日本ヒューレット・パッカード(株)(日本HP)は18日、多ノズルインクジェットヘッドを搭載するなど新しいプリントシステムを採用した『hp color inkjet printer cp1160』、カラー液晶ディスプレーを搭載し、パソコンなしでデジタルカメラ画像を印刷できる『hp photosmart 1315』など、インクジェットプリンター4製品を発表した。

フラッグシップモデル『hp color inkjet printer cp1160』

cp1160は、1色あたり292ノズル(4色合計1168ノズル)という新型インクジェットヘッドを搭載し、USB 2.0にも対応した、日本HPのインクジェットプリンターのフラッグシップモデル。筐体のデザインも『deskjet 990c』や『deskjet 957c』などの丸みを帯びたものから、直線で構成する箱をイメージさせるものに変更した。

『hp color inkjet printer cp1160』
『hp color inkjet printer cp1160』。上には物が置けるようにデザインしたという(耐荷重は22kg)

新型インクジェットヘッドとヘッド移動速度の高速化、インク射出周波数を高めたことにより、テキスト印刷においてドラフトモードでA4モノクロを毎分17枚、カラーで16枚、テキストと画像が混在するドキュメントの印刷において、ベストモードでもA4モノクロを毎分4枚、カラーで毎分4枚出力できる。これは同社の『deskjet 990』と比較して、最大で230%高速化したとしている。インクジェットヘッドは、ノズルへのインクの通り道を用意して異物によるノズルの詰まりを減らした。また、電気的にノズルの詰まりを感知するEDD(Electrostatic Drop Detection)システムを搭載し、あるノズルが詰まった場合に、そのノズルが射出するべきインク滴を、印刷時に別の同じ色のノズルがカバーすることで、印刷エラーを低減する機能を備える。なお従来の日本HPのインクジェットプリンターと異なり、インクタンクとインクヘッド部分は分離している。

液晶ディスプレーでインク残量などが確認できる
液晶ディスプレーでインク残量などプリンターのステータスが確認できる

画質面では、最大印刷解像度は1200×2400dpiでこれまでと変わらないが、これまでドライバーソフトが行なっていた、カラーマッチングやハーフトーン処理を、プリンター内蔵のASICに処理させることで、印刷速度が向上するとともに、画像印刷時の階調表現やエッジ処理がよりきれいになったとしている。

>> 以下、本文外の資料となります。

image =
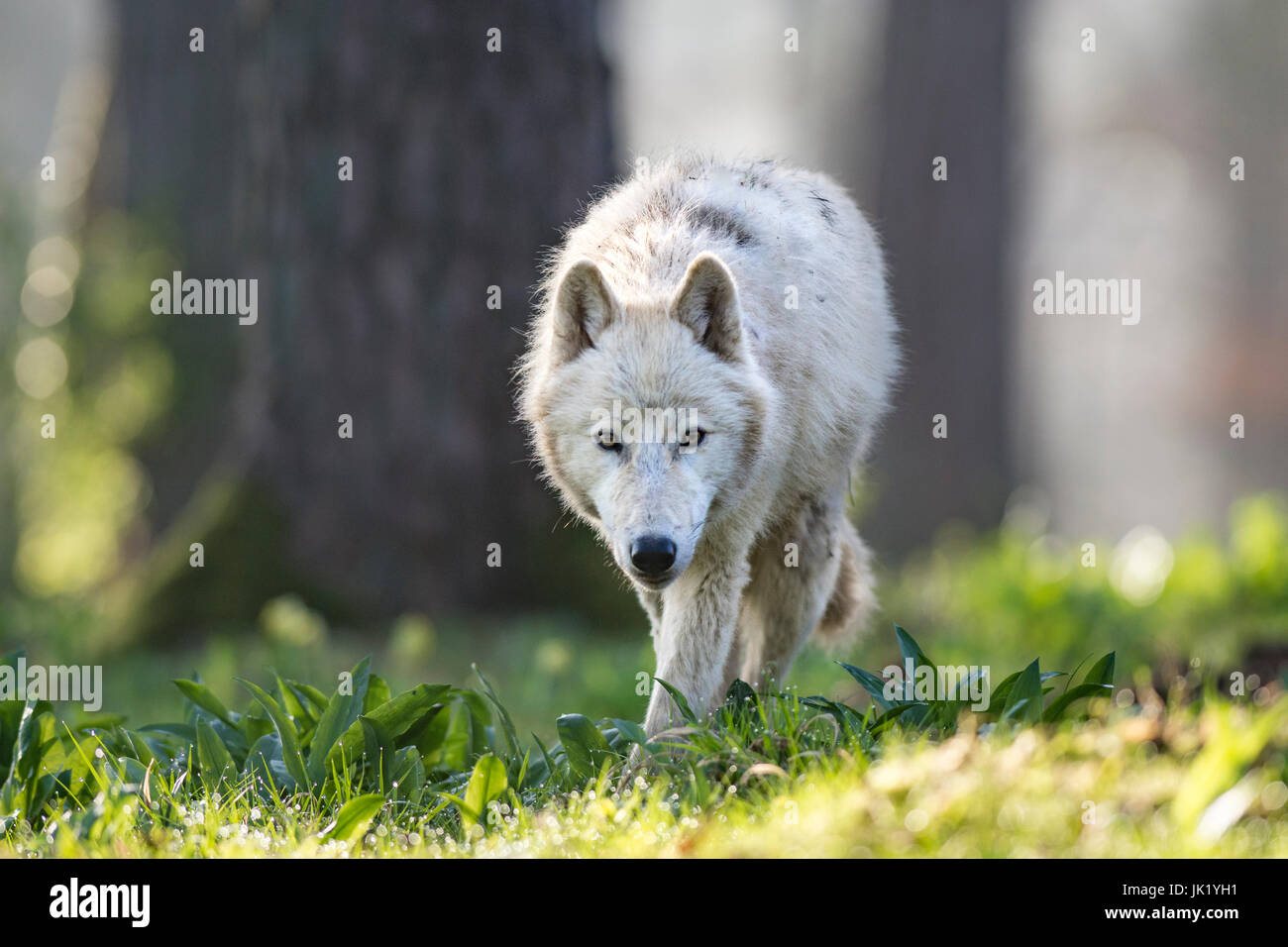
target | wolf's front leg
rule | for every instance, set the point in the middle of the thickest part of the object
(694, 638)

LIOスロットには標準でパラレルポートモジュールが付属している
LIOスロットには標準でパラレルポートモジュールが付属している

このほか、両面印刷ユニットによる自動両面印刷機能、筐体全面の液晶ディスプレーにインク残量を表示できる機能や、LEDと光学センサーによって、セットされた用紙がフォト印刷用紙、OHP用フィルム、高画質カラー印刷用紙、通常のプリント用紙のいずれなのかを判断する機能を備えている。インターフェースはUSB 2.0に対応するほか、“LIOスロット”と呼ぶインターフェーススロットを装備しており、オプションのEthernetモジュールを購入することで、LANに直接接続できる。なお標準ではパラレルポートインターフェースが付属する。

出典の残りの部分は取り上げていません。